Insured losses for natural disaster totaled $22 billion during the first six months of 2017, with the cost stemming in large part from U.S.-focused, hail, heavy winds and tornadoes. Aon Benfield’s Impact Forecasting said in a new report.

That result is actually lower than typical trends. Impact Forecasting said the number is 35 percent lower than the 10-year average of $34 billion, and 12 percent below the 17-year average of $25 billion.

“The financial toll from natural catastrophe events during the first six months of 2017 may not have been historic, but it was enough to lead to challenges for governments and the insurance industry around the world,” Steve Bowen, an Impact Forecasting director and meteorologist, said in prepared remarks.

He added this was particularly true for the U.S., where the insurance industry faced its second-costliest first half on record “following a relentless 6 months of hail-driven severe weather damage.”

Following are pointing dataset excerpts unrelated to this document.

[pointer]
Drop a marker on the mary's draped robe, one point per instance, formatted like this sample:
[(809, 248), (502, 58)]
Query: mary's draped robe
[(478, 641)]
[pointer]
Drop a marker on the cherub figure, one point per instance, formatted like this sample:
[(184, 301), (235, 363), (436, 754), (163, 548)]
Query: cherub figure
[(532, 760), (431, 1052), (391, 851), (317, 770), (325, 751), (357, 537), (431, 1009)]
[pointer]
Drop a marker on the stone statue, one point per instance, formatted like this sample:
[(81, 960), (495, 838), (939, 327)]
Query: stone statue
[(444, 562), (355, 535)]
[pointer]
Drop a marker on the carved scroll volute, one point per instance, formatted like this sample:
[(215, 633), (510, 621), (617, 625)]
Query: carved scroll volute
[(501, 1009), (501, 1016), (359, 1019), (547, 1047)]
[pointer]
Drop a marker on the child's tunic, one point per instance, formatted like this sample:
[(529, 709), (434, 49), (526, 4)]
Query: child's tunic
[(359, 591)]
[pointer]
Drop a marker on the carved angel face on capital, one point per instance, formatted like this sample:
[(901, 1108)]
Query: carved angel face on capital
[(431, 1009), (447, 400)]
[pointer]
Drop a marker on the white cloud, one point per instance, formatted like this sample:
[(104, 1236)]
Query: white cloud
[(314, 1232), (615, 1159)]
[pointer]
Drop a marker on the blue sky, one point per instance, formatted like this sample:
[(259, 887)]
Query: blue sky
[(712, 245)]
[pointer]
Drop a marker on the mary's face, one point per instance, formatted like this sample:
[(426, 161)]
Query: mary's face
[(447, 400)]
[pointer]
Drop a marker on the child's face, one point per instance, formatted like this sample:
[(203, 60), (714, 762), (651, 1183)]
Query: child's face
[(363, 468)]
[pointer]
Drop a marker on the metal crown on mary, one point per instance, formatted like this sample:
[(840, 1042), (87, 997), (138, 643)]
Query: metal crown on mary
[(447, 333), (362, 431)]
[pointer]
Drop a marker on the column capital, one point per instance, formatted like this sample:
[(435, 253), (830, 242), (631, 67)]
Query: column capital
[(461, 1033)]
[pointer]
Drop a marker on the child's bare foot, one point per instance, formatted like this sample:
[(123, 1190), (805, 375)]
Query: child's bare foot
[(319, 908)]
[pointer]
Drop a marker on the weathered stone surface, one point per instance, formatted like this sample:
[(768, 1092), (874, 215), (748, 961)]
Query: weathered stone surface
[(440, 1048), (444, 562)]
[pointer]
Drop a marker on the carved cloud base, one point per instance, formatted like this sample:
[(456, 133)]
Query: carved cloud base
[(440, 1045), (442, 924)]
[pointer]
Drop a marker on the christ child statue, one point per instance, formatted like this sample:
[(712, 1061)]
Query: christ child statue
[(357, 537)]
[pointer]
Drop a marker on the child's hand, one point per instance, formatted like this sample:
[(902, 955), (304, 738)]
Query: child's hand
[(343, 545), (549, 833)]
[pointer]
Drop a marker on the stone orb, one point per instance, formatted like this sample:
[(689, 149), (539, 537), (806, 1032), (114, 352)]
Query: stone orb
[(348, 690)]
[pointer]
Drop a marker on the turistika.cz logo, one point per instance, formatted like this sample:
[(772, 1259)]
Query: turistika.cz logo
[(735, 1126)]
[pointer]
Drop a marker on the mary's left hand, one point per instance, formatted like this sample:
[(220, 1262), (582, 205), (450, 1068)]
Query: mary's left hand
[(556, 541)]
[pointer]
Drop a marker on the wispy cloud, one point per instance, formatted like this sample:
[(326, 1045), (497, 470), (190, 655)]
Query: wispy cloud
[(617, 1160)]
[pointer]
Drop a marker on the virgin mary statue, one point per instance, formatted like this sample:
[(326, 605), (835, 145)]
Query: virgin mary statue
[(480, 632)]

Impact Forecasting’s report follows one from Munich Re released this week that said insurers paid $19.5 billion for natural disaster claims in the 2017 first half, 40 percent lower than the same period a year ago.

Overall, global economic losses from natural disasters in H1 2017 hit $53 billion, and that result is also below typical trends. The 10-year average for natural disaster-related economic losses is $122 billion, and the H1 result is a whopping 56 percent below this. The result is also 39 percent below the 17-year average of $87 billion.

It turns out that severe convective storm perils were the costliest disaster type in terms of economic losses in the first six months of 2017, with $26 billion in economic losses coming from U.S. storms, nearly half of the total. Severe convective storms also caused $17 billion in insured losses, 78 percent of the insured loss total. Of that number close to $16 billion came from “widespread hail, damaging straight-line winds and tornadoes in the U.S.,” Impact Forecasting said.

While natural disasters caused the deaths of at least 2,782 people through H1 2017, that’s the lowest figure since 1986. What’s more, the number is also much lower than the long-term average (1980-2016) of 40,867 fatalities. Of those H1 deaths, floods killed at least 1,806 people, Impact Forecasting noted.

According to the report, the U.S. handled 76 percent of the global losses sustained by public and private insurance entities during H1. Europe/Middle East/Africa and Asia Pacific each faced 10 percent. The rest of global insured losses landed in the Americas.

Other report findings:

  • About 42 percent of H1 global economic losses were covered by insurance. This was above both the near- and medium-term average of 32 percent.
  • Insurance take-up rates are growing in the Americas and the Asia-Pacific region.
  • The costliest natural disaster of the first six months of 2017 was a multi-week flood from mid-June into early July that hit China’s Hangtze River basin and caused more than $6.4 billino in economic losses. More than 410,000 homes were damaged or destroyed along with lots of infrastructure; many crops were also submerged.
  • Flooding in Peru from mid-January to March was the second-costliest event of H1, causing more than $3.2 billion in economic losses including damage and reconstruction costs.